7. UPDATING, CORRECTION, DELETION AND DESTRUCTION OF PERSONAL DATA, RESPONSES TO REQUESTS OF SUBJECTS FOR ACCESS TO PERSONAL DATA

 

7.1. Confirmation of the fact of processing personal data by the Operator, the legal grounds and purposes of processing personal data are provided by the Operator to the Subject of personal data or his representative upon contact or upon receipt of a request from the Subject of personal data or his representative within 10 (ten) business days from the date of receipt of the request. The information provided does not include personal data relating to other Personal Data Subjects, unless there are legal grounds for disclosing such personal data.

 

The request shall contain:

•             number of the main identity document of the Personal Data Subject or his representative, information on the date of issue of the specified document and the issuing authority;

•             information confirming the participation of the Personal Data Subject in relations with the Operator (contract number, date of conclusion of the contract, conditional verbal designation and (or) other information), or information otherwise confirming the fact of processing personal data by the Operator;

•             signature of the Personal Data Subject or his representative.

 

The request can be sent in the form of an electronic document and signed with an electronic signature in accordance with the legislation of the Republic of Kazakhstan.

If in the appeal (request) of the Personal Data Subject, in accordance with the requirements of the Law on Personal Data, all the necessary information is not reflected or the subject does not have the right to access the requested information, then a reasoned refusal is sent to him.

The right of the Personal Data Subject to access his personal data may be limited in accordance with the Law on Personal Data, including if the Personal Data Subject's access to his personal data violates the rights and legitimate interests of third parties.

 

7.2. In the event that inaccurate personal data is detected when the Personal Data Subject or his representative contacts, or at their request or at the request of the Authorized Body, the Operator blocks personal data relating to this Personal Data Subject from the moment of receipt of such request or receipt of the specified request for the verification period, if blocking personal data does not violate the rights and legitimate interests of the Personal Data Subject or third parties.

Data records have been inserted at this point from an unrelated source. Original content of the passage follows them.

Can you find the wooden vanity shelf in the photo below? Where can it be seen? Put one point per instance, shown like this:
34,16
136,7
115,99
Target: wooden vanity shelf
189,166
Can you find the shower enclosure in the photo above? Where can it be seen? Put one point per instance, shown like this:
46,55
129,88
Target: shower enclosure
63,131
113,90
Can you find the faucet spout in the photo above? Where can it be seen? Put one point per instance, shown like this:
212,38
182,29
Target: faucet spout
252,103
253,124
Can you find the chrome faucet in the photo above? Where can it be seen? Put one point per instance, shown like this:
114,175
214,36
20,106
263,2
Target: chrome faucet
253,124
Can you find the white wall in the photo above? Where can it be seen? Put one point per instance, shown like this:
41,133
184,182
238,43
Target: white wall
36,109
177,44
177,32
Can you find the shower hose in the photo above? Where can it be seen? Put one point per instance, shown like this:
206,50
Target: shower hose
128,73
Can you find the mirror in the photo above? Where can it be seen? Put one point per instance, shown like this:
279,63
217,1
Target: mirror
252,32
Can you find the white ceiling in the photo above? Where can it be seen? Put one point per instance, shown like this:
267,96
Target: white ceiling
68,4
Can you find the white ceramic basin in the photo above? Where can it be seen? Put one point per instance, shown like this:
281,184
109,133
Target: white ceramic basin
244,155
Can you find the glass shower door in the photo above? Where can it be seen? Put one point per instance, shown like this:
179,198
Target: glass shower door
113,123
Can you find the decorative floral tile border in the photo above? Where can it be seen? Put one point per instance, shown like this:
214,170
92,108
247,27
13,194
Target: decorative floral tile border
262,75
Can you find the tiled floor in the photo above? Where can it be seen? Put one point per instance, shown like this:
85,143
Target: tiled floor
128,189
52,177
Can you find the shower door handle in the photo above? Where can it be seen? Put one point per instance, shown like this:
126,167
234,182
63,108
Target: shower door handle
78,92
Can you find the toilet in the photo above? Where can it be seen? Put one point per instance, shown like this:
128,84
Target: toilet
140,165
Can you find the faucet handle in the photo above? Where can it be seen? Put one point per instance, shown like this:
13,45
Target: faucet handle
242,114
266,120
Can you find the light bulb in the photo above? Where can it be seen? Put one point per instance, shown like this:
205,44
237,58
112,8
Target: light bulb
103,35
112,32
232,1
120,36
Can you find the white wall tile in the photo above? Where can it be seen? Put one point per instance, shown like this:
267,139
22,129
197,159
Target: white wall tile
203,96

In case of confirmation of the fact of inaccuracy of personal data, the Operator, on the basis of information provided by the subject of personal data or his representative or the Authorized body, or other necessary documents, clarifies personal data within 1 business day from the date of submission of such information and removes the blocking of personal data.

 

7.3. If unlawful processing of personal data is detected upon contact (request) by the Personal Data Subject or his representative or the Authorized Body, the Operator shall block the unlawfully processed personal data relating to this Personal Data Subject from the moment of such request or receipt of the request.

 

7.4. Upon reaching the goals of processing personal data, as well as in the event that the Subject of personal data withdraws consent to their processing, personal data shall be destroyed if:

•             otherwise is not provided by the agreement to which the Personal Data Subject is a party;

•             the Operator is not entitled to process without the consent of the Subject of personal data on the grounds provided for by the Law on Personal Data or other laws;

•             otherwise is not provided by another agreement between the Operator and the Personal Data Subject.

 

8. FINAL PROVISIONS

 

8.1. In pursuance of the requirements of the Law on Personal Data, this Policy is posted at the location of the Operator, as well as in free access on the information and telecommunication network "Internet" on the WebWebsite.